Heningmya pasti beda banget ya…yg lagi galau putus cinta bisa makin galau itu… :))
Selamat ber bali lagi ya mba Ai… ayo jangan ragu2 langsung book tiketnya *kompor* 🙂
Hahaha iya yang lagi galau pasti semakin menggalau. Masih ada dua hari untuk memutuskan pergi atau nggak.
Wah seru kayaknya tuh… Aku suka bgt nih, melihat sisi lain bali
Ayo mas booking tiket dan habiskan long weekendnya di Bali.
Nyepi tanggal berapa sih, udah lama ga liat kalender
31 Maret, senin depan.
Wah coba cek jadwal dan tiket, mumpung libur juga sampe selasa
Selamat berlibur!
Tahun kemarin saya nyepi di bali, seru banget nonton ogoh2nya 😀
kalau tahun ini katanya nggak ada festifal ogoh2 mbak, karna mendekati pemilu
Tahun ini di Denpasar ada kok, waktu itu aku sempat lihat pengumuman di dalam kantor walikotanya untuk pengajuan proposal ogoh-ogoh.
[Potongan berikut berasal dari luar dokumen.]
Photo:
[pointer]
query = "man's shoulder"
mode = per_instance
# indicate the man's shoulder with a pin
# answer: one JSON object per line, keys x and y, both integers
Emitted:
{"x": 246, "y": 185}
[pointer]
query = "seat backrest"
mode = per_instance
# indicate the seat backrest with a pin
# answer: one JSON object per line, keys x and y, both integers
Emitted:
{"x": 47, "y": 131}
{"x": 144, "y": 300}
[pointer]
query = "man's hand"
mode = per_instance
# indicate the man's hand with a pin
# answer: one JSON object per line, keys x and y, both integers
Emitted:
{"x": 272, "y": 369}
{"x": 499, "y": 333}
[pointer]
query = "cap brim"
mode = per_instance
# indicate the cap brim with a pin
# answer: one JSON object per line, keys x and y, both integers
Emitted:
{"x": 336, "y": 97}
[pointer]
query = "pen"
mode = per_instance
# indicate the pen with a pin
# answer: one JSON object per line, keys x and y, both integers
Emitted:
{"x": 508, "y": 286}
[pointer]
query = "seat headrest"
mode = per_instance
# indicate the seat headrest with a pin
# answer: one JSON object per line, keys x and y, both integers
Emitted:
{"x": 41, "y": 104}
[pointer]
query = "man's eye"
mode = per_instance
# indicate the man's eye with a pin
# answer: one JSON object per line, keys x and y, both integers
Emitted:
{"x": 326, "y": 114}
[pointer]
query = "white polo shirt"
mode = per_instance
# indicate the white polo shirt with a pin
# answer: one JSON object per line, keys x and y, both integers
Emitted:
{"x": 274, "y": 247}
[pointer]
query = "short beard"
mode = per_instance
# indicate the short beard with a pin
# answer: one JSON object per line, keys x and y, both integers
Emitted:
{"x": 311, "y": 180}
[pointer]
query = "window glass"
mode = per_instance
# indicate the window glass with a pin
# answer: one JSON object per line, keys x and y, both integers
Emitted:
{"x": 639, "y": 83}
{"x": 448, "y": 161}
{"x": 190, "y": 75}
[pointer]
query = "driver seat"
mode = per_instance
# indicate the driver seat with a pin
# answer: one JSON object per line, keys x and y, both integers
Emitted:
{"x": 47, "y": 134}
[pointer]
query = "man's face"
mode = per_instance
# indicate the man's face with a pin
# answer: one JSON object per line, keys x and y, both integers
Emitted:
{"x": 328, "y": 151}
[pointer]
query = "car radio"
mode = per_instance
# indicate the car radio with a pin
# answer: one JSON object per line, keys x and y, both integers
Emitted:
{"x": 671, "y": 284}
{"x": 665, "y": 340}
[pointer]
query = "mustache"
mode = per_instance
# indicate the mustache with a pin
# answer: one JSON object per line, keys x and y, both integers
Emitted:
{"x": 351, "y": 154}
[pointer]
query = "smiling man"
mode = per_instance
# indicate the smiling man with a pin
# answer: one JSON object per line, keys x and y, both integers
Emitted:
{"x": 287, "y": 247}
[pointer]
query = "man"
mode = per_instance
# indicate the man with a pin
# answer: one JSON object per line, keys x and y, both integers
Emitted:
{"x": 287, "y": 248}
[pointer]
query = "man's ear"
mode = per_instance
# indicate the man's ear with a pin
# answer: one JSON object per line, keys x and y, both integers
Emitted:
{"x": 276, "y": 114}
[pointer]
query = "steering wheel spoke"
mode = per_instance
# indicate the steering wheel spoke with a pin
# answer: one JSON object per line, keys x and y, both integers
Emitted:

Alhamdulillah,.. jadi pingin kesana lagi 😀
Imii lahir saat nyepi 2 tahun yang lalu.. kalo pake kalender hindu jd dia mau ulang taun ya hihihi..
Ai beruntung banget bisa liat bali saat nyepi begini!
Wah kalau melahirkan di Bali berarti bisa lihat jalanan Bali yang kosong-song.
weuw jadi pengen ngerasain nyepi di bali, pasti suasana-nya hening hehehe..
yang paling mau di lihat acara omed-omed-an itu 🙂
Yang seru emang omed2an itu. Yang nonton kalau gak di dek fotografer pasti basah-sah sah!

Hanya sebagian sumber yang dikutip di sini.